最近、糖質制限ダイエットがブームになっていますが、実はこの糖質制限と同じくらい医学界で多数研究がされていて、健康効果が実証されている食事法に「地中海食」というものがあります。皆さんはご存じでしょうか?

※写真はイメージです(写真=iStock.com/MarianVejcik)

つい最近だと、私の聖路加国際病院の先輩でもある津川友介先生(現在UCLA助教授)の著書『世界一シンプルで科学的に証明された究極の食事』(東洋経済新報社)でも地中海食について取り上げられ、話題になっています。
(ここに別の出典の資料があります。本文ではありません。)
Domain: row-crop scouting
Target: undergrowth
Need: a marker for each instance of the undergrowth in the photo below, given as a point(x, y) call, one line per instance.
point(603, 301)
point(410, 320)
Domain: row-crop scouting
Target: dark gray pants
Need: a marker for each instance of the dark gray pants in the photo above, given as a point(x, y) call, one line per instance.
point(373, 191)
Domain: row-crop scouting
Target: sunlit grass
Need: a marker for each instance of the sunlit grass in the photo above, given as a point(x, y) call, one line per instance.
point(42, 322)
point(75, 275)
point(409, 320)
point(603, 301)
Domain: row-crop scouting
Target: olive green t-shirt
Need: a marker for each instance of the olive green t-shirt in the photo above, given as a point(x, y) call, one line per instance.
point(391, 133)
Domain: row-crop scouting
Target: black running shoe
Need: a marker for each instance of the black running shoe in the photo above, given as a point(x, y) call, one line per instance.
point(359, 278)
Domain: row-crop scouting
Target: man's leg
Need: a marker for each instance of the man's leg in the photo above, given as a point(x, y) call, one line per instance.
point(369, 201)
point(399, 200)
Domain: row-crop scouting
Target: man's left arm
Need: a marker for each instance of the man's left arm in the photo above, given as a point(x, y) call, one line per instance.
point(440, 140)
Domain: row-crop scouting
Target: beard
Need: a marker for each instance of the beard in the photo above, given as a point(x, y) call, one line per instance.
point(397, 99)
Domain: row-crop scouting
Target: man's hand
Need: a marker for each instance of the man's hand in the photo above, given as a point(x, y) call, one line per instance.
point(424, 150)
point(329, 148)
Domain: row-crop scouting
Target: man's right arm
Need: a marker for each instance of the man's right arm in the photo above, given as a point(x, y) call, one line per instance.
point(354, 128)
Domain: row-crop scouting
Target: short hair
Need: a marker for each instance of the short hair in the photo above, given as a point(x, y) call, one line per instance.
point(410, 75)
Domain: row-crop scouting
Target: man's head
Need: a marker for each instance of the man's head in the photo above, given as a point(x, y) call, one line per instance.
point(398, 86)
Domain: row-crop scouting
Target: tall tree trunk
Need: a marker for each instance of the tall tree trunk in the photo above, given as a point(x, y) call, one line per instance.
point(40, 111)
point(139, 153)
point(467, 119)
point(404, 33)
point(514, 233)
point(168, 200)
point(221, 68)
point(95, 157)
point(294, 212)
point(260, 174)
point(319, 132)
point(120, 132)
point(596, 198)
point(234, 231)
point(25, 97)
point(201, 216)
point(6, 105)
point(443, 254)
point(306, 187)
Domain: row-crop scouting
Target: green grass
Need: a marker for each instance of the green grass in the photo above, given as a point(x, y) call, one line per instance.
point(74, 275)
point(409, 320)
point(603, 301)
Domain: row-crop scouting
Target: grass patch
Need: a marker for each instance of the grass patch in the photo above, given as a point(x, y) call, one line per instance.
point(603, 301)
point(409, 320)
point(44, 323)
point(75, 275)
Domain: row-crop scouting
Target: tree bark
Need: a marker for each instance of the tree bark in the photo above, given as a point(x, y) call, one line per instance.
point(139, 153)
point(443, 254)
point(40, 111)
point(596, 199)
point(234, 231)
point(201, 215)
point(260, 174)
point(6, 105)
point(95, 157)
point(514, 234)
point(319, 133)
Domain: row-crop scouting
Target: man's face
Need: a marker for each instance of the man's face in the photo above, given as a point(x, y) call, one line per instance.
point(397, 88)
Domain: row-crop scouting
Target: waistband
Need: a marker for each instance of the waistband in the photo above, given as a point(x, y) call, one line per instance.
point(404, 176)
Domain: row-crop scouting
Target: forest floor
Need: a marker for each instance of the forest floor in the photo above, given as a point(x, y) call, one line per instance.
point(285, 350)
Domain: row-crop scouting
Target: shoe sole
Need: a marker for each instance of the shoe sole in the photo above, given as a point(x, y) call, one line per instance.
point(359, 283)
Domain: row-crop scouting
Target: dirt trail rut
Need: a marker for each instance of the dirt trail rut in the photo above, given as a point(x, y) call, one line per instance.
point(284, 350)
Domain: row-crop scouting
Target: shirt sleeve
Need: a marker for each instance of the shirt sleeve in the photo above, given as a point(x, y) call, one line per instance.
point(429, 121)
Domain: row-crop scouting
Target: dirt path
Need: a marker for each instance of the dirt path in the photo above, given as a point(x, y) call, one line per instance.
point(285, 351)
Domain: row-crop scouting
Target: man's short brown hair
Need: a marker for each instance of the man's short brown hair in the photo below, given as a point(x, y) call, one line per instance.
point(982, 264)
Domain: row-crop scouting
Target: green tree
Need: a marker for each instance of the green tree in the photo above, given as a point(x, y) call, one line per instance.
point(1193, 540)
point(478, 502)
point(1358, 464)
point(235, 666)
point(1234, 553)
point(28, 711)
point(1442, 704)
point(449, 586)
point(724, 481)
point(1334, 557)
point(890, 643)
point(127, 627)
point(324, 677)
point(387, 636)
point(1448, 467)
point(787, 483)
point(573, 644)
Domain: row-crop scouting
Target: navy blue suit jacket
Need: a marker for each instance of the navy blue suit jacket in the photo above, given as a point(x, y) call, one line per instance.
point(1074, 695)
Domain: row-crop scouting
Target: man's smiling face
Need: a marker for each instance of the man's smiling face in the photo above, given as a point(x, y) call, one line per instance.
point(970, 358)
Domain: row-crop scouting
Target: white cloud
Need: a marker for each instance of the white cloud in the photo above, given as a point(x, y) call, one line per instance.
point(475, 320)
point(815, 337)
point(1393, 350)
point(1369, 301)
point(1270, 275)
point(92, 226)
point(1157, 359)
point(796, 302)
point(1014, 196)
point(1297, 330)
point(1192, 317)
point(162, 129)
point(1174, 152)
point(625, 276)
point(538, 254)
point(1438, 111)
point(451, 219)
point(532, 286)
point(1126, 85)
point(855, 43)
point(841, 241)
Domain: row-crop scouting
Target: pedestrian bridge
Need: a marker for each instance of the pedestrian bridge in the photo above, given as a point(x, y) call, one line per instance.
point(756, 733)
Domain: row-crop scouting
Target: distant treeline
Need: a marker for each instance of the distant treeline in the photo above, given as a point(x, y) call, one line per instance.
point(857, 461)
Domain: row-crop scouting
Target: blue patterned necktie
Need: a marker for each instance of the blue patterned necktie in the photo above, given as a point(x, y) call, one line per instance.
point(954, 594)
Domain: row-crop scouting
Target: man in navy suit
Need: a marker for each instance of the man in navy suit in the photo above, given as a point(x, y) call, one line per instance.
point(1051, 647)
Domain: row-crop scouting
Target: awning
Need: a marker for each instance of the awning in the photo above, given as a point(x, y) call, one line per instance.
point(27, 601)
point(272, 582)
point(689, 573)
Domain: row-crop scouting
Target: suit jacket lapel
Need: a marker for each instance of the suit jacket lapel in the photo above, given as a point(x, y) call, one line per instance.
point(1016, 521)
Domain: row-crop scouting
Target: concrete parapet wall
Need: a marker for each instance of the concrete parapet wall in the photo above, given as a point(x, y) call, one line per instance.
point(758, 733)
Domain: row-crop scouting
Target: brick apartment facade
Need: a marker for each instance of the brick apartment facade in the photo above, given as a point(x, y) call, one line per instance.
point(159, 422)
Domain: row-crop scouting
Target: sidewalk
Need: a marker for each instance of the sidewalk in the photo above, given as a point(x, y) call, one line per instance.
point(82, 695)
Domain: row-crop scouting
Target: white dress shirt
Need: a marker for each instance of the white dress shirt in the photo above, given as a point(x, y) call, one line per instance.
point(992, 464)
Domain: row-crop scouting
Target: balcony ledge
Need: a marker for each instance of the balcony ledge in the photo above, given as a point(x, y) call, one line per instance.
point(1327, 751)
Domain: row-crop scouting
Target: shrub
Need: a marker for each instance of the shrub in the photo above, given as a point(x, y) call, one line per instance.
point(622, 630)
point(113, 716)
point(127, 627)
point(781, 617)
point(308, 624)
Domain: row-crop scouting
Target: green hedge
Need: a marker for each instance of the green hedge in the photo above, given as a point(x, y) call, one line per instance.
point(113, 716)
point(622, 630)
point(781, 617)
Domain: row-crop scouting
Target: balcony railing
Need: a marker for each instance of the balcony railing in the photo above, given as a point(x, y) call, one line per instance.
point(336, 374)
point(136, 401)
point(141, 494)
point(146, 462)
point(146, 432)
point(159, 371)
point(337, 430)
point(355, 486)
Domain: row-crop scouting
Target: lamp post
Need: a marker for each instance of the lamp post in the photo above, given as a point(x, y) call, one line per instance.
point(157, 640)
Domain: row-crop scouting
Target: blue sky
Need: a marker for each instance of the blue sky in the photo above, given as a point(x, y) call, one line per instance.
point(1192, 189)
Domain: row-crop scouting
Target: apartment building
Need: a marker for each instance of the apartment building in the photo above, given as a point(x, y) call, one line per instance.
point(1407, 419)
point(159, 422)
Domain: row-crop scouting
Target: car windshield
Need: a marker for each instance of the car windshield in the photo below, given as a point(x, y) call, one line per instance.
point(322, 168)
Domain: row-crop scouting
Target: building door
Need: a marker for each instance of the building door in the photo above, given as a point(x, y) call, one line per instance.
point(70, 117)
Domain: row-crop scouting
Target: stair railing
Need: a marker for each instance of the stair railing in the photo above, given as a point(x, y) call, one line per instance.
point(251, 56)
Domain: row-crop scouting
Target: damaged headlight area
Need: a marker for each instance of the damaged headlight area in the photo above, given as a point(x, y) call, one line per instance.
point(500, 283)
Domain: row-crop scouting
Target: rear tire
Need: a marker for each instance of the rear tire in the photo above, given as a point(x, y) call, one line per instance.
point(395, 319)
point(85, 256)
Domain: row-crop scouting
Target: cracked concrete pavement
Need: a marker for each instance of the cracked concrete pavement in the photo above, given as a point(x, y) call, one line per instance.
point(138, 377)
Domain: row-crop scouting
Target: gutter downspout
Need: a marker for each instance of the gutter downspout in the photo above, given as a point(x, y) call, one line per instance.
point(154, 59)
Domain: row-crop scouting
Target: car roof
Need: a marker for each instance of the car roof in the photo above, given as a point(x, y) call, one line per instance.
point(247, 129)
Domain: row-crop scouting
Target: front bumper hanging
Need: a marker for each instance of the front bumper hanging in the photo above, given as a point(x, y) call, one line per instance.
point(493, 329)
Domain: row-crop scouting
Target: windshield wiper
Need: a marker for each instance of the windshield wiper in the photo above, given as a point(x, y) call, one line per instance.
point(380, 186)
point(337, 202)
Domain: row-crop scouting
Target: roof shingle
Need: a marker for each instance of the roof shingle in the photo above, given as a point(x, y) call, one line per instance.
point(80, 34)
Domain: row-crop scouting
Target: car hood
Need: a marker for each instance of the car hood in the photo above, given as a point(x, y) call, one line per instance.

今回は、その「地中海食」について、具体的に証明されている健康効果を3つご紹介しながら、詳しい実践方法についてもお伝えします。私自身も調べながら食事が少し変わったので、皆さんもぜひ参考にしていただければと思います。

データではっきり見える3つのメリット

地中海食は、主にギリシャや南イタリアなどの地中海沿岸でとられる食事形態のことで、1960年代にAncel Keysらによって定義された食事法です。細かな食事方法は後で解説するとして、まずは、これまで医学的に示された効果からお伝えします。

メリット1:心筋梗塞や脳卒中の発症率を下げる

地中海食は、心血管イベント(心筋梗塞や脳卒中など)のリスクを大幅に下げることがわかり、研究が盛んになった歴史があります。代表的な研究の1つが、美食の町として知られるフランスのリヨンで行われた研究です(*1)。